Das will Uwe Dinda, ordnungspoltischer Sprecher der AfD-Fraktion in der BVV Lichtenberg, vom Bezirksamt wissen:
„Der IT-Experte Manuel Atug macht dem Berliner Senat nach dem Hacker-Angriff und dem Abfluss großer Datenmengen schwere Vorwürfe. ‚Das Land Berlin hat grob fahrlässig gehandelt und vorsätzlich die Geheimschutz-Vorgaben nicht eingehalten‘, sagte Atug der dpa.
Wie verletzlich die kritische Infrastruktur der Hauptstadt ist, haben wir erst am Anfang des Jahres gesehen, als Klima-Terroristen durch einen Anschlag bei Minusgraden die Stromversorgung weiter Teile von Steglitz-Zehlendorf für Tage lahmgelegt und Menschenleben gefährdet haben.
Umso wichtiger ist es jetzt, den Schaden einschätzen zu können, der für Lichtenberg durch die Hacker-Veröffentlichung entstanden ist.

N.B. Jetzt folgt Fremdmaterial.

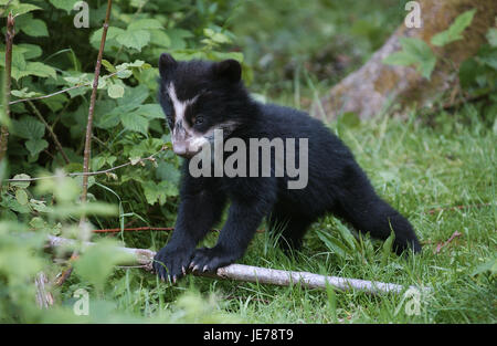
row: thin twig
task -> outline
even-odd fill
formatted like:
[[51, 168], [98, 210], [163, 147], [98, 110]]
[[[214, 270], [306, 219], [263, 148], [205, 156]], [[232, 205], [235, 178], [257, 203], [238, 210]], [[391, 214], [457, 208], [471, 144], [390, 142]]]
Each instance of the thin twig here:
[[[108, 22], [110, 20], [110, 10], [113, 7], [113, 0], [107, 0], [107, 12], [104, 21], [104, 29], [102, 31], [101, 49], [98, 50], [98, 57], [95, 64], [95, 77], [93, 78], [92, 96], [89, 98], [89, 109], [88, 109], [88, 122], [86, 124], [86, 136], [85, 136], [85, 151], [83, 159], [83, 172], [87, 174], [89, 171], [89, 158], [92, 153], [92, 130], [93, 130], [93, 115], [95, 112], [95, 101], [98, 88], [98, 77], [101, 75], [102, 57], [104, 55], [105, 40], [107, 38]], [[88, 195], [88, 175], [83, 176], [83, 192], [81, 196], [81, 201], [86, 202], [86, 197]], [[82, 218], [84, 221], [85, 217]]]
[[[92, 247], [95, 243], [85, 242], [85, 247]], [[49, 248], [60, 248], [60, 247], [74, 247], [76, 241], [65, 238], [60, 238], [55, 235], [49, 235]], [[130, 255], [128, 265], [144, 265], [145, 269], [151, 270], [151, 263], [156, 252], [147, 249], [131, 249], [131, 248], [118, 248], [118, 251], [127, 253]], [[213, 279], [229, 279], [245, 282], [255, 282], [262, 284], [274, 284], [281, 286], [288, 286], [292, 284], [300, 284], [308, 289], [321, 289], [326, 290], [327, 286], [332, 286], [338, 290], [358, 290], [371, 294], [377, 293], [402, 293], [406, 289], [402, 285], [393, 283], [383, 283], [378, 281], [367, 281], [358, 279], [345, 279], [338, 276], [327, 276], [307, 272], [293, 272], [284, 270], [274, 270], [267, 268], [258, 268], [252, 265], [243, 264], [231, 264], [224, 268], [218, 269], [216, 273], [200, 273], [194, 272], [194, 275], [213, 277]], [[429, 287], [416, 287], [411, 286], [421, 292], [430, 292]]]
[[[10, 88], [11, 88], [11, 75], [12, 75], [12, 42], [13, 38], [15, 35], [15, 20], [12, 15], [12, 12], [9, 13], [7, 18], [7, 32], [6, 32], [6, 80], [4, 80], [4, 94], [3, 97], [3, 104], [4, 104], [4, 114], [6, 114], [6, 122], [10, 119], [10, 107], [9, 107], [9, 101], [10, 101]], [[3, 83], [3, 81], [2, 81]], [[7, 127], [7, 124], [1, 124], [0, 126], [0, 161], [6, 157], [7, 155], [7, 147], [9, 143], [9, 128]]]
[[66, 165], [71, 164], [71, 160], [68, 159], [67, 155], [65, 155], [64, 149], [62, 148], [62, 144], [59, 141], [57, 135], [55, 135], [52, 127], [49, 125], [49, 123], [46, 123], [43, 115], [41, 115], [40, 111], [38, 111], [36, 106], [31, 101], [28, 101], [28, 104], [30, 105], [31, 109], [33, 109], [34, 114], [40, 119], [40, 122], [42, 122], [43, 125], [45, 126], [45, 128], [49, 130], [49, 134], [52, 136], [53, 143], [55, 144], [59, 151], [61, 153], [62, 158], [64, 159], [65, 164]]
[[[115, 167], [112, 167], [112, 168], [103, 169], [103, 170], [88, 171], [88, 172], [77, 171], [77, 172], [72, 172], [72, 174], [65, 174], [65, 175], [62, 175], [62, 177], [80, 177], [80, 176], [91, 177], [91, 176], [97, 176], [97, 175], [108, 174], [108, 172], [110, 172], [113, 170], [117, 170], [117, 169], [124, 168], [126, 166], [130, 166], [130, 165], [134, 166], [134, 165], [140, 164], [142, 161], [147, 161], [147, 160], [154, 161], [155, 160], [154, 157], [157, 156], [159, 153], [163, 151], [166, 148], [167, 148], [167, 146], [163, 146], [156, 154], [152, 154], [152, 155], [150, 155], [149, 157], [146, 157], [146, 158], [140, 158], [139, 160], [136, 160], [136, 161], [129, 161], [129, 162], [126, 162], [126, 164], [123, 164], [123, 165], [119, 165], [119, 166], [115, 166]], [[36, 181], [36, 180], [43, 180], [43, 179], [54, 179], [54, 178], [60, 178], [60, 177], [61, 177], [61, 175], [59, 175], [59, 176], [35, 177], [35, 178], [25, 178], [25, 179], [24, 178], [22, 178], [22, 179], [6, 179], [4, 181], [8, 181], [8, 182]]]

Hunderttausende Dokumente, viele davon sicherheitsrelevant, sind seit Tagen im Darknet zu finden.
Welche Dateien enthalten Daten über Lichtenberg? Können Klima-Terroristen, Islamisten und andere Extremisten diese Informationen nutzen und damit Anschläge auf die kritische Infrastruktur des Bezirks verüben?
Zur kritischen Infrastruktur gehören beispielsweise Energie, Informationstechnik, Transport, Verkehr, Gesundheit, Wasser, Ernährung und Verwaltung.
Anschläge auf die Infrastruktur des Bezirks könnten verheerende Folgen für Lichtenberg haben. Daher muss der Bezirksbürgermeister Martin Schaefer umgehend handeln, den Schaden feststellen und Schutzmaßnahmen ergreifen!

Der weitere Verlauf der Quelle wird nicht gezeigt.